En ese sentido, poco importa que el discurso oficialista pregone como triunfos propios algunas de las causas que hemos defendido, a veces incluso a pesar del oficialismo, desde hace tiempo. Lo verdaderamente importante es que las iniciativas se aprueben, y que sean acorde a lo que se ha planteado, a veces desde hace largo tiempo.
En el balance, podemos contar: el incremento de las vacaciones que por derecho deben tener las personas trabajadoras, casi al doble de tiempo; la Ley Silla, una disposición que apoya a millones de personas que realizan su trabajo de pie, y que hay que estar atentos a su cumplimiento.
Otro asunto relevante ha sido la marcha atrás al absurdo impuesto a los videojuegos que pretendía el régimen (porque así lo planteó el gobierno inicialmente, y así lo defendieron a rabiar) y que han tenido que detener, aunque no se ha modificado la ley. Sostenemos que no es suficiente un decreto presidencial, sino que hace falta una reforma que elimine definitivamente ese impuesto.
Adicionalmente, estamos impulsando una legislación que ponga candados a la publicidad en materia de salud que ha proliferado en las redes y que muchas veces es engañosa, y puede llegar a ser fraudulenta.
Sobre todo porque se ha incrementado la promoción y el cobro por servicios y presuntos medicamentos o remedios que se ofrecen vía las redes sociales, sin que haya una garantía para el comprador. Es necesario que este tipo de productos exhiban cédula profesional de una persona responsable, y que sea profesional de la salud.
Entre otras cosas, queremos que ese tipo de productos no sean monetizables, porque de esa forma solo se busca ganar dinero y muchas veces a quienes venden o anuncian esos productos no les importa si tienen o no tienen efectos positivos en las personas usuarias.

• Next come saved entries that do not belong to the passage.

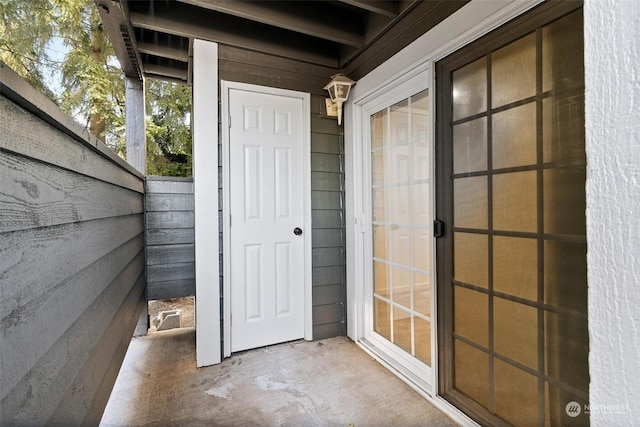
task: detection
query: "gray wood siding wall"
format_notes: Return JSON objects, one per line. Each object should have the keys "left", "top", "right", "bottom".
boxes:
{"left": 0, "top": 64, "right": 145, "bottom": 426}
{"left": 219, "top": 47, "right": 346, "bottom": 340}
{"left": 146, "top": 176, "right": 195, "bottom": 300}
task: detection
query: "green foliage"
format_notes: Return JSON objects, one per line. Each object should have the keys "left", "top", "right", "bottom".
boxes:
{"left": 0, "top": 0, "right": 192, "bottom": 176}
{"left": 145, "top": 79, "right": 192, "bottom": 177}
{"left": 0, "top": 0, "right": 58, "bottom": 99}
{"left": 57, "top": 2, "right": 126, "bottom": 154}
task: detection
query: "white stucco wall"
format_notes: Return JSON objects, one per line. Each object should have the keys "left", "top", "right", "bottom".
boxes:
{"left": 585, "top": 0, "right": 640, "bottom": 424}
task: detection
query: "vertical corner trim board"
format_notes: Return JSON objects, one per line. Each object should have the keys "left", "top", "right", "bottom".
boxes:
{"left": 193, "top": 39, "right": 221, "bottom": 366}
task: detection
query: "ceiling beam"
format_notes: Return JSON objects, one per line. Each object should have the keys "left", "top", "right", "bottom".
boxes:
{"left": 135, "top": 29, "right": 190, "bottom": 62}
{"left": 143, "top": 62, "right": 188, "bottom": 82}
{"left": 337, "top": 0, "right": 398, "bottom": 18}
{"left": 128, "top": 2, "right": 339, "bottom": 68}
{"left": 137, "top": 42, "right": 189, "bottom": 63}
{"left": 178, "top": 0, "right": 364, "bottom": 47}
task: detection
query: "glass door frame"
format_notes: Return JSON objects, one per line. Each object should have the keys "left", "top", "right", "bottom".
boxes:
{"left": 355, "top": 64, "right": 436, "bottom": 393}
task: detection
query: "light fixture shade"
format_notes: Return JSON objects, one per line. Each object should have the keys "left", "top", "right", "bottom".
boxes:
{"left": 323, "top": 73, "right": 355, "bottom": 103}
{"left": 324, "top": 73, "right": 355, "bottom": 125}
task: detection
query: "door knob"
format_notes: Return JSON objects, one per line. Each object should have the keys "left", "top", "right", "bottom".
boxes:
{"left": 294, "top": 227, "right": 303, "bottom": 236}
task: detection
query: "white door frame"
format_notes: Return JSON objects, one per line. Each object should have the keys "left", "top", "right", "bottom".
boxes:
{"left": 356, "top": 64, "right": 435, "bottom": 392}
{"left": 221, "top": 81, "right": 312, "bottom": 358}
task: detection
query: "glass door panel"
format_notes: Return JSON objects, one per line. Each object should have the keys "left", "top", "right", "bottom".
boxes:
{"left": 371, "top": 89, "right": 432, "bottom": 374}
{"left": 437, "top": 4, "right": 588, "bottom": 426}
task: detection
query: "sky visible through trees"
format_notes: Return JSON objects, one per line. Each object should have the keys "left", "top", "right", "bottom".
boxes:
{"left": 0, "top": 0, "right": 192, "bottom": 176}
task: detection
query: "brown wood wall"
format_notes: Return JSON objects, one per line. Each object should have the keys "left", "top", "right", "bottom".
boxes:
{"left": 0, "top": 63, "right": 146, "bottom": 425}
{"left": 218, "top": 47, "right": 347, "bottom": 339}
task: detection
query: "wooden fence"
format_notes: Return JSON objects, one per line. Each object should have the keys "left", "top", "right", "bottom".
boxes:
{"left": 146, "top": 176, "right": 195, "bottom": 300}
{"left": 0, "top": 63, "right": 146, "bottom": 425}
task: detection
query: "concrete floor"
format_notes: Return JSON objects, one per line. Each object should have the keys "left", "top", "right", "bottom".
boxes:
{"left": 100, "top": 328, "right": 457, "bottom": 427}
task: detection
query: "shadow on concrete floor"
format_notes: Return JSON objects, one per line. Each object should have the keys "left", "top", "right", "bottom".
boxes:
{"left": 100, "top": 328, "right": 457, "bottom": 426}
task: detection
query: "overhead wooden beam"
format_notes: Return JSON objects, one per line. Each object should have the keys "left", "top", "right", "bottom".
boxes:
{"left": 144, "top": 73, "right": 190, "bottom": 85}
{"left": 337, "top": 0, "right": 399, "bottom": 18}
{"left": 128, "top": 2, "right": 339, "bottom": 68}
{"left": 135, "top": 29, "right": 190, "bottom": 62}
{"left": 137, "top": 41, "right": 189, "bottom": 62}
{"left": 178, "top": 0, "right": 365, "bottom": 47}
{"left": 142, "top": 62, "right": 189, "bottom": 82}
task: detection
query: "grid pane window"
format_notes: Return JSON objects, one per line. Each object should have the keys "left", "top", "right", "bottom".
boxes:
{"left": 372, "top": 89, "right": 432, "bottom": 366}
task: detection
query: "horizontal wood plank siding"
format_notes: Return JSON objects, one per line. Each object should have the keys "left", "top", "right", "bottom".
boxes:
{"left": 310, "top": 120, "right": 347, "bottom": 338}
{"left": 219, "top": 49, "right": 346, "bottom": 340}
{"left": 0, "top": 64, "right": 145, "bottom": 425}
{"left": 145, "top": 177, "right": 196, "bottom": 300}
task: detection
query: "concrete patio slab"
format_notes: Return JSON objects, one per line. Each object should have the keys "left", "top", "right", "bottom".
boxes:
{"left": 100, "top": 328, "right": 457, "bottom": 426}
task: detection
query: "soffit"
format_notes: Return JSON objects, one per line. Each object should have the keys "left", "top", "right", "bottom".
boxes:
{"left": 95, "top": 0, "right": 468, "bottom": 84}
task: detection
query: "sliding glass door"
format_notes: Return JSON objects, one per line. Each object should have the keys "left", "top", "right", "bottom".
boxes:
{"left": 436, "top": 3, "right": 588, "bottom": 425}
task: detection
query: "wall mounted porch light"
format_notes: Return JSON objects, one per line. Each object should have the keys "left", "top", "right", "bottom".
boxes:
{"left": 324, "top": 73, "right": 355, "bottom": 125}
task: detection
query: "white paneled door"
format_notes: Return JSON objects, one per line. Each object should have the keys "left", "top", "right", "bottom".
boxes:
{"left": 229, "top": 88, "right": 306, "bottom": 353}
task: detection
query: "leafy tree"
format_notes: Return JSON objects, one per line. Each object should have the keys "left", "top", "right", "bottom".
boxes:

No quitaremos el dedo del renglón en el caso de reformas laborales para reducir el número de horas laborales por ley, hasta alcanzar las 40 horas, y tenemos la seguridad de que es posible hacerlo en la inmediatez, y no el plazo que está ofreciendo el oficialismo, ahora sí, de la mano de los empresarios, pues pretenden “patear la lata” hasta el 2030.
De los países de la OCDE, el nuestro es donde más horas se trabaja, y es evidente que el entorno sociopolítico no es el mismo que el de hace un siglo o hace medio siglo. Por eso afirmamos que es posible tener esa jornada de 40 horas, ahora.
Por cierto, sería una acción a reconocer que se acabara con la infausta costumbre de normalizar las sesiones a distancia en la Cámara de Diputados, a pesar de que fue una medida emergente por la pandemia, circunstancia que ya no existe.
ACOTACIÓN. Ocurrió una tragedia con 14 personas fallecidas en el descarrilamiento del tren interoceánico y el oficialismo insiste por todas las vías en minimizar el hecho, empezando por llamarlo “evento ferroviario”. ¿Por qué insistir en esa insana costumbre de no llamar a las cosas por su nombre?